Como se sabe hoje acelera-se a Guerra da Globalização para vincar o Projecto do Poder Central, sob a jurisdição do FMI, do Banco Mundial e da Organização Mundial de Comércio que são meros órgãos burocráticos e actuam como organismos reguladores que operam sob uma capa intergovernamental e se encontram comandados por poderosos interesses económicos e financeiros. Por isso colocam-se várias questões que serão objecto de análise e reflexão na 3ª conferência, dia 22 de Julho, na SPA, Av. Duque de Loulé 51, às 18.30 em que contamos com a participação de Evelyn Houard que tem desenvolvido investigação nesta área em debate, nomeadamente na questão do “Papel dos cidadãos na auditoria cidadã à dívida”, titulo da próxima conferência.

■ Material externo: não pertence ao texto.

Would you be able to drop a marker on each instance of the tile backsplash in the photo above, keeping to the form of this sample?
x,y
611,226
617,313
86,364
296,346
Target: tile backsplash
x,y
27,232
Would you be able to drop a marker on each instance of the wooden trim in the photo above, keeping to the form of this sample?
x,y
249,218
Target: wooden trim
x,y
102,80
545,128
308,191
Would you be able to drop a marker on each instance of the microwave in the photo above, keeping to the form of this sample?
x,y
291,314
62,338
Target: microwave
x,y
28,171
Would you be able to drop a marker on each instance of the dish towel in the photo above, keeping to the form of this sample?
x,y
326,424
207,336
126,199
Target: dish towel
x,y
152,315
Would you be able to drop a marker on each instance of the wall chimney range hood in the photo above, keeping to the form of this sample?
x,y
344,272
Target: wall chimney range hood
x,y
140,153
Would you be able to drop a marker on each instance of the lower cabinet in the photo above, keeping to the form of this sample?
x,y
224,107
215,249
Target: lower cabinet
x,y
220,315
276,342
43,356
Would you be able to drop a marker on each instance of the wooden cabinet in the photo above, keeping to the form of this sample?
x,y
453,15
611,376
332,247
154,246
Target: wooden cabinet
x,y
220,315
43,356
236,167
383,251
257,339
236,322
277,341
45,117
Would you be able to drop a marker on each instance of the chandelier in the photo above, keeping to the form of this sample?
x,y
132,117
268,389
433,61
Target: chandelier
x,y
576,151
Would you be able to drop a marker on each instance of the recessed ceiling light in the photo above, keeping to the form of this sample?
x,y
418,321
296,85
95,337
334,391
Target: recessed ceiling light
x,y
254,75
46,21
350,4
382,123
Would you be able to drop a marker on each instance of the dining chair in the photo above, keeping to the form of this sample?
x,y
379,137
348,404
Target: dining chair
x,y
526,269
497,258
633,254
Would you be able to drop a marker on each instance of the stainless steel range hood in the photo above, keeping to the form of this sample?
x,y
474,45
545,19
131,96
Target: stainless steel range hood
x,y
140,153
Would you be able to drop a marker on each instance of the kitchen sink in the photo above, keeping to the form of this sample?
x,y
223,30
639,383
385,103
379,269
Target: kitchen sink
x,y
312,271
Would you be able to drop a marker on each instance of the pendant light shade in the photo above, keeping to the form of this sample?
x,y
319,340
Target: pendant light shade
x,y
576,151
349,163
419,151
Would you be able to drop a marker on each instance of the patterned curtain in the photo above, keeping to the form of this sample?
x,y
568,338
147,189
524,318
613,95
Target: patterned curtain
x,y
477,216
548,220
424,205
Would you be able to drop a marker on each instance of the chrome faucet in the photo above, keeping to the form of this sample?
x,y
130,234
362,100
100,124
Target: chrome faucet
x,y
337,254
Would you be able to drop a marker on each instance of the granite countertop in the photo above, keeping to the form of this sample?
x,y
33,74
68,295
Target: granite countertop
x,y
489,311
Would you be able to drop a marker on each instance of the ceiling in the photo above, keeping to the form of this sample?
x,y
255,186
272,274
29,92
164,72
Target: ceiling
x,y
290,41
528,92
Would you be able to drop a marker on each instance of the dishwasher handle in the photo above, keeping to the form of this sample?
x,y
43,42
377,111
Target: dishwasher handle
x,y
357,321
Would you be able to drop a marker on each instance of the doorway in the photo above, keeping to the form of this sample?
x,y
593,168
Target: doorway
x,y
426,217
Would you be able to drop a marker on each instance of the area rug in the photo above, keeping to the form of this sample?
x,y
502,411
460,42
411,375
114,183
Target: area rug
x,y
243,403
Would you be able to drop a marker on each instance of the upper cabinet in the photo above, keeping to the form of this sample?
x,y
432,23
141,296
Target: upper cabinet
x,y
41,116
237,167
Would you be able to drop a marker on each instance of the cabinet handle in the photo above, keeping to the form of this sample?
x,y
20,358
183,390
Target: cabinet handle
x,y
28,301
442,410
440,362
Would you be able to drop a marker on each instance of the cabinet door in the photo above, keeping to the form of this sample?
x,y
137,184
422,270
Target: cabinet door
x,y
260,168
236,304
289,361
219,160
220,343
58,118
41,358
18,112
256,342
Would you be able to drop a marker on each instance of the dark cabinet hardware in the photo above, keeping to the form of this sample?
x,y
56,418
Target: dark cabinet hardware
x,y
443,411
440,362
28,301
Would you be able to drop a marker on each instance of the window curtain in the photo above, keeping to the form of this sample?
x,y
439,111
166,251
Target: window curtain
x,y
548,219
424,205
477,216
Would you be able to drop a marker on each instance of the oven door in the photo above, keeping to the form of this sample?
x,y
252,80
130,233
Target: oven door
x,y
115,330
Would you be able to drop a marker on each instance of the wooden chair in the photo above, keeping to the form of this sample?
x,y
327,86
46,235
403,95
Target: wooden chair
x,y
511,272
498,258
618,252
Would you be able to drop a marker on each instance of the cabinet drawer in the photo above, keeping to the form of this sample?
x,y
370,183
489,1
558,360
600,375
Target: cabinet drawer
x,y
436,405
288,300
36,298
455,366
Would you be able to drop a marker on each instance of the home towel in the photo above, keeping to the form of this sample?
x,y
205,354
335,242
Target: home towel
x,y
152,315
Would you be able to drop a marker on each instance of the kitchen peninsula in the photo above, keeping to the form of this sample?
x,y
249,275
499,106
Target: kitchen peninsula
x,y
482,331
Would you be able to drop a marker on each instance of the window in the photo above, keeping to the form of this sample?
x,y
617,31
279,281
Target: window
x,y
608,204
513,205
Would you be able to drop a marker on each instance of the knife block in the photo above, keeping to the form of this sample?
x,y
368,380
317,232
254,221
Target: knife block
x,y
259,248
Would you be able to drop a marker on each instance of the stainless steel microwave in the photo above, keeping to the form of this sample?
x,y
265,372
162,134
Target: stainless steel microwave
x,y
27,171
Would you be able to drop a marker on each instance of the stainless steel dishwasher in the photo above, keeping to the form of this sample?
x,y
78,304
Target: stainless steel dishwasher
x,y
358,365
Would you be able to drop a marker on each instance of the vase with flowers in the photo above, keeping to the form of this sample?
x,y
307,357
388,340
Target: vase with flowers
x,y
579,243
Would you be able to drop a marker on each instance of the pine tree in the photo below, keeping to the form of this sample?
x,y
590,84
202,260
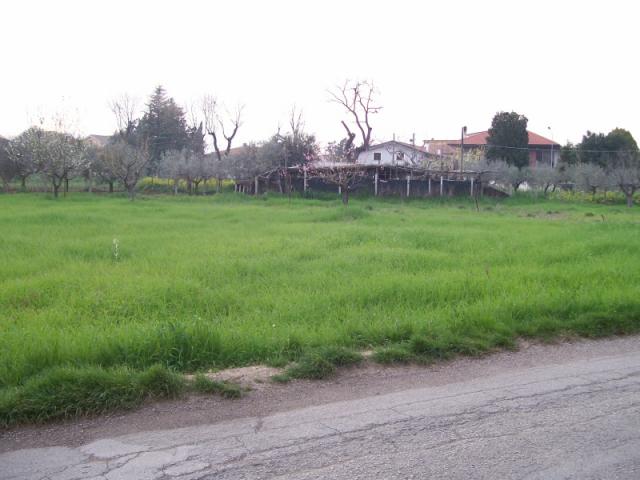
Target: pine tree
x,y
163,127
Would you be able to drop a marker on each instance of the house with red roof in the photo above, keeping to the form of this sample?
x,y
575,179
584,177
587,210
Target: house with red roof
x,y
542,151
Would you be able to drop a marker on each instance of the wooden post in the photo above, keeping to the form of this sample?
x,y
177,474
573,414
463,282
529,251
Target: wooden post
x,y
304,184
375,184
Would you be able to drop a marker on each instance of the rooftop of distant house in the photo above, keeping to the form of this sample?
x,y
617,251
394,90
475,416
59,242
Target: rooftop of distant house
x,y
480,138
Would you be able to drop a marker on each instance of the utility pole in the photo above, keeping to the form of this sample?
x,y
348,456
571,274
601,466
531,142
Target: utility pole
x,y
552,142
414,153
462,134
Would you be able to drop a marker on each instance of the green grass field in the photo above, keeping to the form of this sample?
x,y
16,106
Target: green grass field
x,y
201,283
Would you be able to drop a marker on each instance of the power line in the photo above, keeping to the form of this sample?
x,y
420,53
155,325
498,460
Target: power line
x,y
547,149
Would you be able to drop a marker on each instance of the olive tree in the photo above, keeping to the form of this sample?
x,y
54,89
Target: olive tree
x,y
126,163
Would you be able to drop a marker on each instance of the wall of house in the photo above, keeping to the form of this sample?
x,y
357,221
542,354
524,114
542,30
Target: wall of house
x,y
389,155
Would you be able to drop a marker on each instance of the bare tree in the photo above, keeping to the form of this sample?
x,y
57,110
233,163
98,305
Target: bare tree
x,y
126,163
221,129
125,109
8,168
25,152
358,99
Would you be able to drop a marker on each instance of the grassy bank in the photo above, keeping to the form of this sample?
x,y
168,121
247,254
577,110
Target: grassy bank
x,y
199,283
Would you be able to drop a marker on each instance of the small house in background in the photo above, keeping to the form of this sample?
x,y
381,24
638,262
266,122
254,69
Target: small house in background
x,y
394,153
542,151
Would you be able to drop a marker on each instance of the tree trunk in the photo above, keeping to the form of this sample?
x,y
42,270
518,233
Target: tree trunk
x,y
345,196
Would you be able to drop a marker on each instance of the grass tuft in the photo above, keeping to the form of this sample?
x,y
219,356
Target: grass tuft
x,y
320,363
205,385
394,354
67,392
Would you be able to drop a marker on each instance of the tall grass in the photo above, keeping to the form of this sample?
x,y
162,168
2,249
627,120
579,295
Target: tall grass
x,y
230,280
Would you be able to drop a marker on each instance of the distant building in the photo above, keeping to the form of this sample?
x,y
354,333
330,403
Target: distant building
x,y
542,151
98,140
394,152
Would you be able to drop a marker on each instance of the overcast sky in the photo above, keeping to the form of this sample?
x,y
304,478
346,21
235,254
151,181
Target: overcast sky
x,y
571,66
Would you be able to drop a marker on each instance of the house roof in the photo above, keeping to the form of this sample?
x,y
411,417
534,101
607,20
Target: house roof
x,y
403,144
98,140
480,138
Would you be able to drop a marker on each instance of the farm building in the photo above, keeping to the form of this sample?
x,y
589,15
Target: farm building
x,y
399,181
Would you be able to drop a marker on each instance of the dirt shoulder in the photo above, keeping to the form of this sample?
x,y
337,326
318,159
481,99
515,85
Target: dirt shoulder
x,y
266,397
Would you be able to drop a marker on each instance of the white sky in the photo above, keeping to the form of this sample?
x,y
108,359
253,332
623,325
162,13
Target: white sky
x,y
569,65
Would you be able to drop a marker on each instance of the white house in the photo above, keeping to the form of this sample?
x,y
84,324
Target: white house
x,y
393,153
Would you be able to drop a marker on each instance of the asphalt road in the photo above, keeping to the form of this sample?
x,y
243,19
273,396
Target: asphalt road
x,y
576,419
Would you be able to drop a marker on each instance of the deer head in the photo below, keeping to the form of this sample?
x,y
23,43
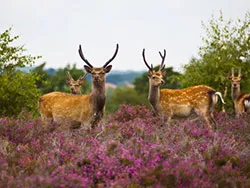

Entre outras, serão abordadas questões como por exemplo: Quais os objectivos-pilares cruciais no desmantelamento do Estado na era da mundialização? Qual a razão do desmantelamento  social? Quais são as consequências económicas e sociais ? Qual o retrato da pobreza e perturbação económica no Ocidente? Qual é o Sistema de Mercado Livre? Qual a importância da Auditoria Cidadã à Dívida Pública?

Lembramos que no dia 26 de Maio tivemos a 1ª sessão com o título Quando a dívida aumenta a democracia encolhe, com o economista Vítor Lima e o sociólogo António Pedro Dores. A 2ª conferência, com o título “A saída do euro, um imperativo de liberdade, de democracia e de independência nacional”, pelo jurista António Garcia Pereira, teve lugar no dia 16 de Junho."